The allegations themselves remain unresolved in any legal sense. Videos posted to social media show Giddey speaking to what appears to be the woman's brother, mentioning her as his sister and wishing him luck in an upcoming basketball game. In another clip, filmed outside a nightclub, Giddey refers to the woman as "my girl." One image shows him shirtless standing behind her. No charges have been filed. Giddey has not been arrested. When pressed by reporters in late November, he offered only: "There is no further comment right now."

California's age of consent is 18, but legal experts note that someone accused of statutory rape can mount a defense if they reasonably believed the alleged victim was an adult—if she claimed to be over 18, carried a fake ID, or was present in an adult venue like a bar. The specifics of the allegations, the age of the woman in question, and the nature of any relationship remain murky, known only to police and the NBA's investigators.

Meanwhile, Giddey's on-court performance has cratered. He is averaging 11.8 points per game this season, down nearly five points from last year. His rebounds are down 2.2 per game, his assists down 1.9. His playing time has fallen from over 31 minutes a night in his first two seasons to 26 minutes now. The Thunder, one of the league's hottest teams, have moved on without him as a central piece.
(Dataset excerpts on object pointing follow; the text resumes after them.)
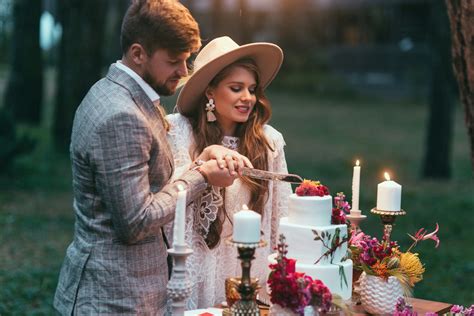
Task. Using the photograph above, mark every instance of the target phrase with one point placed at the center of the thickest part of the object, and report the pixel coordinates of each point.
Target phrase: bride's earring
(210, 107)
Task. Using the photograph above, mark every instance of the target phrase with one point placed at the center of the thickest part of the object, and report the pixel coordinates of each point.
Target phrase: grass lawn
(324, 138)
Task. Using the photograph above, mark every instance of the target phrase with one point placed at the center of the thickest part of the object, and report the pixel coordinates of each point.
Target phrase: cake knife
(267, 175)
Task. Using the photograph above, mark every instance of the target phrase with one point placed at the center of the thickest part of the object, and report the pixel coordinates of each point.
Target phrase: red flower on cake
(311, 188)
(295, 290)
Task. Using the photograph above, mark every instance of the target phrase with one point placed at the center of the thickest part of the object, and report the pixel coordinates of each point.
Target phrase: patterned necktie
(162, 114)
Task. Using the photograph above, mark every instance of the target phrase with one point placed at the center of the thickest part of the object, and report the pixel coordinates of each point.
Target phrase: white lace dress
(208, 268)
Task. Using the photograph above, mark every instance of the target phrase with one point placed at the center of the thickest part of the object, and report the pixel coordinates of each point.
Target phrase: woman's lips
(243, 108)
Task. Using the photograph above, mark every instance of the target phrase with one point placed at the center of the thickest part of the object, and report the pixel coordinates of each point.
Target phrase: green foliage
(13, 145)
(323, 137)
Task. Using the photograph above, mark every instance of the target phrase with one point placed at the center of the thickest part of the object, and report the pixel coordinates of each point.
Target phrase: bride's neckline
(231, 142)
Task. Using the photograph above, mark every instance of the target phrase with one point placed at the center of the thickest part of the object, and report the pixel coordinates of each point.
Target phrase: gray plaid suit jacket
(121, 165)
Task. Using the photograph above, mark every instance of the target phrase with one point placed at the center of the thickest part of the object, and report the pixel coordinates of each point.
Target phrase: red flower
(311, 188)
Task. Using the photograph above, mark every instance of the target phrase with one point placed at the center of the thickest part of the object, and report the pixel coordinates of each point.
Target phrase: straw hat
(218, 54)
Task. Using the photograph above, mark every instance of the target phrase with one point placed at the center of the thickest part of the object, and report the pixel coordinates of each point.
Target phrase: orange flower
(380, 269)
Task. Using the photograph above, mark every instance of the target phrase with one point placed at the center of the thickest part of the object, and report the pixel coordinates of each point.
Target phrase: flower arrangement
(340, 210)
(311, 188)
(384, 258)
(294, 290)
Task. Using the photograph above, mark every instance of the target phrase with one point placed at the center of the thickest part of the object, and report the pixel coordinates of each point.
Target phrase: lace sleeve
(281, 190)
(180, 139)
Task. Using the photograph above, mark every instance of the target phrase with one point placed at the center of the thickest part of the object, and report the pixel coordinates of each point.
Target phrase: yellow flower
(380, 269)
(412, 266)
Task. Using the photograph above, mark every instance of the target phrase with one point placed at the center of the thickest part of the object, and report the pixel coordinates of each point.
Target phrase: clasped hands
(221, 165)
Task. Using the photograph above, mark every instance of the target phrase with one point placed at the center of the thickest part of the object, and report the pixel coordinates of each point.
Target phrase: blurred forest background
(362, 79)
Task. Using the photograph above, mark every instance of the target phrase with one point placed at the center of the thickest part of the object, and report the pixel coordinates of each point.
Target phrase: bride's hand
(226, 158)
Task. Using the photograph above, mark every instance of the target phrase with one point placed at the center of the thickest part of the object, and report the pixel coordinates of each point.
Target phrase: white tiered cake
(318, 247)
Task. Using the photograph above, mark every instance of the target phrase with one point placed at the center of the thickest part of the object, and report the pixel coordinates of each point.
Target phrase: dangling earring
(210, 107)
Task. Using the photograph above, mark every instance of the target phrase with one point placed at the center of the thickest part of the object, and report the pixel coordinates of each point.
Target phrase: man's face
(163, 70)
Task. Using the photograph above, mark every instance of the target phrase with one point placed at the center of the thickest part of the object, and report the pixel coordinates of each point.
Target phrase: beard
(159, 87)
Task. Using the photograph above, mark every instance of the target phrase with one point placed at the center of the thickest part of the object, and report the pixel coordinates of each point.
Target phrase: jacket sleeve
(121, 153)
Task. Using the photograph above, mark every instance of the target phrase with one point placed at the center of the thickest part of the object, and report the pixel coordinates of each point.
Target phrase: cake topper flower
(311, 188)
(295, 290)
(340, 209)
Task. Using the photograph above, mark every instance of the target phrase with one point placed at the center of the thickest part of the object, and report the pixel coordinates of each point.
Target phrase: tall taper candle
(355, 187)
(246, 226)
(389, 195)
(180, 218)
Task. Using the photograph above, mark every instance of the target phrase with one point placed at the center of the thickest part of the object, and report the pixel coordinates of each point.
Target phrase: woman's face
(234, 98)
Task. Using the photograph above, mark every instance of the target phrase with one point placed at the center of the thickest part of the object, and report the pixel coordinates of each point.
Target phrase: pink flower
(457, 309)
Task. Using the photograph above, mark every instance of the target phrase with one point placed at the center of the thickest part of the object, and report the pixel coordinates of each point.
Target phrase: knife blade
(267, 175)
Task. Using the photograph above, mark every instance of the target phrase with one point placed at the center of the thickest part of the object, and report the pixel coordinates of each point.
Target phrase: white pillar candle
(180, 218)
(389, 195)
(355, 189)
(246, 226)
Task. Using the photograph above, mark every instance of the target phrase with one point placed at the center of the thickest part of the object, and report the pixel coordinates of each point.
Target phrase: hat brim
(268, 58)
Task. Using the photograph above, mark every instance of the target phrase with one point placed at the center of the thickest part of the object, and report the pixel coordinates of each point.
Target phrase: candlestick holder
(388, 219)
(246, 305)
(356, 217)
(179, 287)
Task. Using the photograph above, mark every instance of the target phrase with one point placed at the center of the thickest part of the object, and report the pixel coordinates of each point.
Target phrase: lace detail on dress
(205, 210)
(208, 268)
(230, 142)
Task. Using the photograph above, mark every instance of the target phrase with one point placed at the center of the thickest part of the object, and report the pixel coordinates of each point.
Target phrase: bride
(223, 103)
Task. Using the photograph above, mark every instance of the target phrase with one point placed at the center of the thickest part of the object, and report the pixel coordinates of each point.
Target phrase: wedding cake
(318, 246)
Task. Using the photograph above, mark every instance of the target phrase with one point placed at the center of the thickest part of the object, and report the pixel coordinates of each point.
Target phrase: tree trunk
(461, 15)
(79, 61)
(437, 161)
(24, 93)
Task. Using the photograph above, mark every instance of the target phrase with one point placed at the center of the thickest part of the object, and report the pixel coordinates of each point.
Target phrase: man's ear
(209, 93)
(137, 54)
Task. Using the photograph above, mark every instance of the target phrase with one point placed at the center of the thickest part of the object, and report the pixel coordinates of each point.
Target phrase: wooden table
(420, 306)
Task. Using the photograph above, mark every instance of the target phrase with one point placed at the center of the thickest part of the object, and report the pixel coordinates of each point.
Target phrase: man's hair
(155, 24)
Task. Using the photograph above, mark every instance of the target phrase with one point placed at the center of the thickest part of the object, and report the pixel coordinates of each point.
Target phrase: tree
(437, 161)
(462, 29)
(80, 60)
(24, 93)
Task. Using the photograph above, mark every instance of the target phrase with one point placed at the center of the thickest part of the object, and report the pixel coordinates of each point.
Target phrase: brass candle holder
(388, 219)
(356, 217)
(247, 304)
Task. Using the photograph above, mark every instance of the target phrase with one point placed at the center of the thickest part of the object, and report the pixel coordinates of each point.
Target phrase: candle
(355, 189)
(389, 195)
(246, 226)
(179, 218)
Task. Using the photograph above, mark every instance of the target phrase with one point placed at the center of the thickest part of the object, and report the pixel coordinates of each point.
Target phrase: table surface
(419, 305)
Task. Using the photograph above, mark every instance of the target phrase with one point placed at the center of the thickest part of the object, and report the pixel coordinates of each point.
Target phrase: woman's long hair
(253, 143)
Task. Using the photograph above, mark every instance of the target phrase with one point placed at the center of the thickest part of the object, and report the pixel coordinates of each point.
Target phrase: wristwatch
(196, 165)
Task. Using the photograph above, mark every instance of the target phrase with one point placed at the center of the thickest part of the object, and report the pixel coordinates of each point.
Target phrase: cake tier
(310, 210)
(307, 244)
(337, 277)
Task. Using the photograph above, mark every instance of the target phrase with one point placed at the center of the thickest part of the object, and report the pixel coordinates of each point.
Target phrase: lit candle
(180, 218)
(246, 226)
(355, 189)
(389, 195)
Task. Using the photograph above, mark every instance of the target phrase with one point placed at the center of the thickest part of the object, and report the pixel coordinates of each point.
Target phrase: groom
(122, 165)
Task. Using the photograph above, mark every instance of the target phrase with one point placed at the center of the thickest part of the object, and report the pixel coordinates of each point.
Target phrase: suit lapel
(146, 106)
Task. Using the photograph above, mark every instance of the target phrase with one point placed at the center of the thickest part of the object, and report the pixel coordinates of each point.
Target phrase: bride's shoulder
(274, 136)
(178, 123)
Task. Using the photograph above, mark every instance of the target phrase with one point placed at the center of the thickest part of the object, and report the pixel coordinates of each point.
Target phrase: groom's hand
(215, 175)
(226, 158)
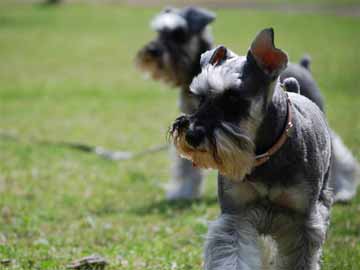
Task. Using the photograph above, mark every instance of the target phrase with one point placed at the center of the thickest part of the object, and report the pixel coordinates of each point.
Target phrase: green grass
(67, 74)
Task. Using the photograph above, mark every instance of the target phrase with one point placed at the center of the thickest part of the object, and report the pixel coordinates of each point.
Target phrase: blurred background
(67, 74)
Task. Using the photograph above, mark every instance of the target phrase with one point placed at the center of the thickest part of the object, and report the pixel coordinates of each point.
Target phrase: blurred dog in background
(174, 57)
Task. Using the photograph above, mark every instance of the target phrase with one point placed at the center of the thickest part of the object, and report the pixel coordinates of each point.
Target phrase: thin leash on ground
(83, 147)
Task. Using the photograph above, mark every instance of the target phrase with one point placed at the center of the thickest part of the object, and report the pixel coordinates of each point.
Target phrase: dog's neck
(273, 123)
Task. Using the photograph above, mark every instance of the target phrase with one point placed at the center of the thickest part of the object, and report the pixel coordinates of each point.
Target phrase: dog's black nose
(195, 136)
(154, 49)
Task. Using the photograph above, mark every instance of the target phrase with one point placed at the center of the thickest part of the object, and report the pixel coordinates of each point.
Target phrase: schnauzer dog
(272, 150)
(345, 170)
(174, 57)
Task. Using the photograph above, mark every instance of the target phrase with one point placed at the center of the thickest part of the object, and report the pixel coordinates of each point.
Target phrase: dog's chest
(294, 197)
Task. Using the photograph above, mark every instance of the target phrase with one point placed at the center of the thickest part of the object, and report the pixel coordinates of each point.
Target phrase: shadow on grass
(171, 208)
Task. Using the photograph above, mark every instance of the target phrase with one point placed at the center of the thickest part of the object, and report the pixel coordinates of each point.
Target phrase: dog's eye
(231, 97)
(179, 35)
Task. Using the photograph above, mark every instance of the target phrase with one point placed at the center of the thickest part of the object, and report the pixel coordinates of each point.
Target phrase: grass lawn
(67, 74)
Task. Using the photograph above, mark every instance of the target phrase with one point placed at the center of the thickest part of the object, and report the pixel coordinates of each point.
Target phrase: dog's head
(234, 93)
(182, 36)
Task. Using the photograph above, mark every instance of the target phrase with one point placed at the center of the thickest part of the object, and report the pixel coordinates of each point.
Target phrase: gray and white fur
(345, 171)
(288, 197)
(178, 62)
(174, 57)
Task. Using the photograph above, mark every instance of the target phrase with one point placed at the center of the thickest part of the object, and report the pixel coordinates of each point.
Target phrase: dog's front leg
(232, 244)
(186, 182)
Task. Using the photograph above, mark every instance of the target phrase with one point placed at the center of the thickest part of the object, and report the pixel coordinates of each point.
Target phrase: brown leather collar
(262, 158)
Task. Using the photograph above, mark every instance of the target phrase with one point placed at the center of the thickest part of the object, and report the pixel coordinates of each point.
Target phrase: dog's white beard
(231, 161)
(235, 162)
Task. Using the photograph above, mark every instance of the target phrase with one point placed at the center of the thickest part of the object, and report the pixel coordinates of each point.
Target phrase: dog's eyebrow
(169, 21)
(216, 79)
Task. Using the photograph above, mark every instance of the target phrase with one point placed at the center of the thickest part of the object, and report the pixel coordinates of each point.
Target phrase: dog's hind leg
(300, 240)
(232, 243)
(186, 182)
(345, 171)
Opposing teams have exposed his struggles. The weight of the allegations, whether or not they prove true, has already altered the trajectory of his career.
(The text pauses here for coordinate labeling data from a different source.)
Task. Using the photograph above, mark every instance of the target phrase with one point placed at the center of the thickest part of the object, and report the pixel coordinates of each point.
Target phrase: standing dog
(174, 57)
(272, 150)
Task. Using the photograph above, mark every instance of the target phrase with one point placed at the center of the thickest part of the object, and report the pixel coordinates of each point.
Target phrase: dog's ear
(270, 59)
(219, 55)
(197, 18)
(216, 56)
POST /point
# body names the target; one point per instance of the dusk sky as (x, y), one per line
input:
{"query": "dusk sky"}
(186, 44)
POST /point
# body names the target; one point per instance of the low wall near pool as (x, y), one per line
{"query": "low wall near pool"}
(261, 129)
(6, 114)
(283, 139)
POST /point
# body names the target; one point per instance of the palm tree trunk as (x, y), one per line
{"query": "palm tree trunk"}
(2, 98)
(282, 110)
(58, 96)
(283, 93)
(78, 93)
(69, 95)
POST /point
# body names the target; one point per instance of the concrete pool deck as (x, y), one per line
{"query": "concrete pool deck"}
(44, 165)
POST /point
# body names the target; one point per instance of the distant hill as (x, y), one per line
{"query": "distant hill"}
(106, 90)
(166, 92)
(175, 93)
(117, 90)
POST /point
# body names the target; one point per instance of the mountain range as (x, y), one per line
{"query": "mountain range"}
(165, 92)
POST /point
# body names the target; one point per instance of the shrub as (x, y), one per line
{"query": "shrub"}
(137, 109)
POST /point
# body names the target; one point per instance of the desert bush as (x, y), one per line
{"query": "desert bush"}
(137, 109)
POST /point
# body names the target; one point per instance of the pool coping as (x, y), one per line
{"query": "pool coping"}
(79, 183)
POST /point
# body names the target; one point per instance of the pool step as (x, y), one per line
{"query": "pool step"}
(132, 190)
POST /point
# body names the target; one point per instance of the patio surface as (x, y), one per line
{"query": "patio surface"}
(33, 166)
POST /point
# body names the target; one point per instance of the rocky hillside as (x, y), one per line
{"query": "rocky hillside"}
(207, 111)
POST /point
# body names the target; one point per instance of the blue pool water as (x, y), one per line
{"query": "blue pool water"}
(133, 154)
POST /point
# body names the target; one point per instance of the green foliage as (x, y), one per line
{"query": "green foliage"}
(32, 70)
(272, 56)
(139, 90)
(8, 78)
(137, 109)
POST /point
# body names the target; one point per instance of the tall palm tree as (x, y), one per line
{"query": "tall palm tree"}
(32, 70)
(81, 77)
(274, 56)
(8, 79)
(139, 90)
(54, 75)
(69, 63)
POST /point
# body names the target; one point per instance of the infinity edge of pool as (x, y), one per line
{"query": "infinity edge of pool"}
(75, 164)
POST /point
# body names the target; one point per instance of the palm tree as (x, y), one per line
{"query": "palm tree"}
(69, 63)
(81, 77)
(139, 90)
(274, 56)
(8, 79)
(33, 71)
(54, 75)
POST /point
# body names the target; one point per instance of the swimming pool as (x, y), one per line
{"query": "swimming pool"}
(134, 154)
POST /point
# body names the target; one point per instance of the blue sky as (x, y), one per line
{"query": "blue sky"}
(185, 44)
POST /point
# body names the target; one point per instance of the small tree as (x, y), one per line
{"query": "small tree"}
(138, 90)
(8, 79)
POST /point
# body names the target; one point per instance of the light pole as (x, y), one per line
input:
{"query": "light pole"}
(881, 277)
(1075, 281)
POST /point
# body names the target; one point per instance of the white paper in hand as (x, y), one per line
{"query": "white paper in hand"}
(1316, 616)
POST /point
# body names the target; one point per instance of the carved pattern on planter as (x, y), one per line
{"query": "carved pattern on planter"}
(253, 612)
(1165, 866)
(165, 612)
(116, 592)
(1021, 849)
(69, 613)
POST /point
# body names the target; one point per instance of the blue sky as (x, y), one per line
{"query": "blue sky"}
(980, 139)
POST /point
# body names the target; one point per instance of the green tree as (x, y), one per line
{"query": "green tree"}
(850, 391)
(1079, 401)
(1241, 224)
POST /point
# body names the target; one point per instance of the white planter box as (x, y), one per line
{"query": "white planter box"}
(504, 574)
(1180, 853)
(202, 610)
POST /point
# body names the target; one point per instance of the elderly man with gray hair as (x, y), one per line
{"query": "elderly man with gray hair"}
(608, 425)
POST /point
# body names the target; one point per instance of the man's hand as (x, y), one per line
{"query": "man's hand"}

Giddey signed a four-year, $41 million rookie contract with Oklahoma City. Before the allegations emerged, he was positioned to command significantly more in his next deal, a prospect that now seems distant. He remains, for now, a player in limbo—allowed to play, booed when he does, waiting for a police investigation to conclude and a league investigation to resume. The path forward depends entirely on what Newport Beach police find.
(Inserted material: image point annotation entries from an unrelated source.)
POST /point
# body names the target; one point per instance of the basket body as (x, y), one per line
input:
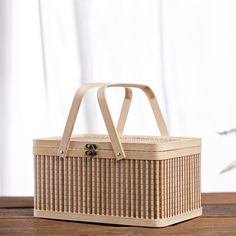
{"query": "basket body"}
(158, 183)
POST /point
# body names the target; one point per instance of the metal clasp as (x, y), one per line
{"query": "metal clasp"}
(90, 150)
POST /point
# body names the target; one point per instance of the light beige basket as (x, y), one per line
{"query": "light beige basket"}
(118, 179)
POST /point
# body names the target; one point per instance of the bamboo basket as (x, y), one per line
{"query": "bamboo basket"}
(151, 181)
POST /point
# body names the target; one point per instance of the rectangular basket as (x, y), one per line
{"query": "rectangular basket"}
(150, 181)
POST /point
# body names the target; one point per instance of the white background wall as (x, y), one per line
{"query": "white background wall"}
(183, 49)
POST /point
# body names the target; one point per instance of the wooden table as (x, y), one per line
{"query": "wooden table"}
(219, 218)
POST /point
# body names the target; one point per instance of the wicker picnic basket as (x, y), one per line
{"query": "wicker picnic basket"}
(149, 181)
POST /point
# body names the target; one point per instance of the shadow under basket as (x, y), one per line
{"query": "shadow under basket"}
(158, 184)
(149, 181)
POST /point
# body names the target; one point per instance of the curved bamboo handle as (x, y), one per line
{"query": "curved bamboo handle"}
(63, 146)
(115, 141)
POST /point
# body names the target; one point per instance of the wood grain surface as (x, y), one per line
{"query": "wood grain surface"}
(219, 218)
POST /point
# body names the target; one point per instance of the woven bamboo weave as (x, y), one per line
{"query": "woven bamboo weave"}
(155, 185)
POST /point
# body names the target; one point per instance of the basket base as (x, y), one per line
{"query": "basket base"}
(117, 219)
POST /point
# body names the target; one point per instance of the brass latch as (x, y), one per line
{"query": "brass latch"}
(90, 150)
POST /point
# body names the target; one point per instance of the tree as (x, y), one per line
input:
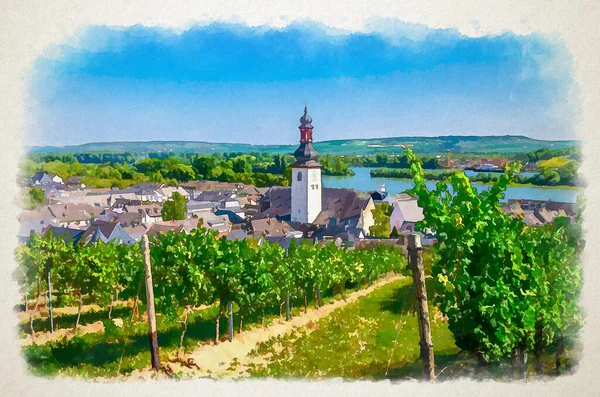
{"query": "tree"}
(36, 197)
(175, 208)
(495, 278)
(178, 277)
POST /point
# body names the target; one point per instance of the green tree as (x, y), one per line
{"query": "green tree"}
(175, 208)
(491, 271)
(36, 197)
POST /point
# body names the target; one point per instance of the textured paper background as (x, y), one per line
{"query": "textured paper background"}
(29, 27)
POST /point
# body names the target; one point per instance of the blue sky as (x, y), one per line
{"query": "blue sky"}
(232, 83)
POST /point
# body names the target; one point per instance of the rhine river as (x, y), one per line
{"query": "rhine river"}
(362, 181)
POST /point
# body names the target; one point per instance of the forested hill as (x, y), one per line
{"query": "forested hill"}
(480, 145)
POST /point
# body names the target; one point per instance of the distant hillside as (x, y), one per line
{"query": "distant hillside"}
(480, 145)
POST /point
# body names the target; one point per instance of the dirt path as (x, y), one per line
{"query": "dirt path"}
(214, 360)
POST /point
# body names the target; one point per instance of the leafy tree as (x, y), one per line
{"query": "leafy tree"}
(491, 270)
(175, 208)
(178, 276)
(36, 197)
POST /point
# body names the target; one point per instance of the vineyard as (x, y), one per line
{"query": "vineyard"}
(498, 291)
(197, 279)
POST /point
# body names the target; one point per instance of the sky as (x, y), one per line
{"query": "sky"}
(239, 84)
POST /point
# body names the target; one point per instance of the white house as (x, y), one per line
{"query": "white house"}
(405, 214)
(42, 178)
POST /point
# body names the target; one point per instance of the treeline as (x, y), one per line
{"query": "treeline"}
(197, 269)
(260, 169)
(507, 289)
(561, 176)
(406, 174)
(573, 153)
(387, 161)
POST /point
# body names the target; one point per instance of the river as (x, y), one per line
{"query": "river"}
(362, 181)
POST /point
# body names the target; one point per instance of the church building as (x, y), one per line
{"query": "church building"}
(306, 176)
(307, 203)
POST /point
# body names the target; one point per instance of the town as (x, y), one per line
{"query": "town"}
(305, 210)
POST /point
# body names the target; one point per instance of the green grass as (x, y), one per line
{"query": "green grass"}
(99, 354)
(376, 338)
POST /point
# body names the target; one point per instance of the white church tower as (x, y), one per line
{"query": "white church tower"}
(306, 176)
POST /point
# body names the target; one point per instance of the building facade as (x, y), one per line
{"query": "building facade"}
(306, 176)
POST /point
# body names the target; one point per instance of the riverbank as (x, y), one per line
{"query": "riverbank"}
(439, 175)
(363, 181)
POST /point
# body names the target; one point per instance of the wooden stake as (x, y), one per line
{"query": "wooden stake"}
(287, 307)
(150, 307)
(49, 269)
(230, 320)
(415, 255)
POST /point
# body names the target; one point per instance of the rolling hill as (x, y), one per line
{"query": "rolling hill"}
(478, 145)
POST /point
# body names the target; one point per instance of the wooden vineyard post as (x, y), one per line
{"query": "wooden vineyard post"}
(49, 270)
(150, 307)
(415, 255)
(287, 298)
(230, 320)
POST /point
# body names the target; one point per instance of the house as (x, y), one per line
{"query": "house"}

I can't think of many circumstances where we've suspended a player based on an allegation alone. Where there's a criminal investigation, we take a back seat.
— NBA Commissioner Adam Silver
The Hearth Conversation Another angle on the story
Inventor

Why does the NBA let him keep playing if the allegations are serious enough to investigate?

Model

Because Silver and the league have a doctrine: when police are investigating a crime, the NBA doesn't move first. They wait. It protects the player's legal rights and avoids the league making a judgment call that could interfere with a criminal case.

Inventor

But fans are booing him. Doesn't that pressure the league to act?

Model

It does, and that's the tension. But Silver is saying the league has historically avoided suspending players on allegations alone. Once charges come—if they come—that changes the calculus.

Inventor

What happens if the police investigation clears him?

Model

Then the allegations evaporate, at least legally. The NBA's parallel investigation would likely close too. He'd still have to rebuild his reputation and his game, which has already declined.

Inventor

And if they charge him?

Model

Then the NBA investigation moves from the back seat to the front. Suspension becomes likely, maybe permanent ban. But we're not there yet.

Inventor

How long does this usually take?

Model

Criminal investigations don't have a set timeline. Could be weeks, could be months. Giddey plays in that uncertainty the whole time.

Inventor

Is there any precedent for this?

Model

Silver says the NBA has done this before—waited for police while a player kept playing. It's the institutional answer to a hard problem: how do you handle serious allegations without prejudging a criminal case?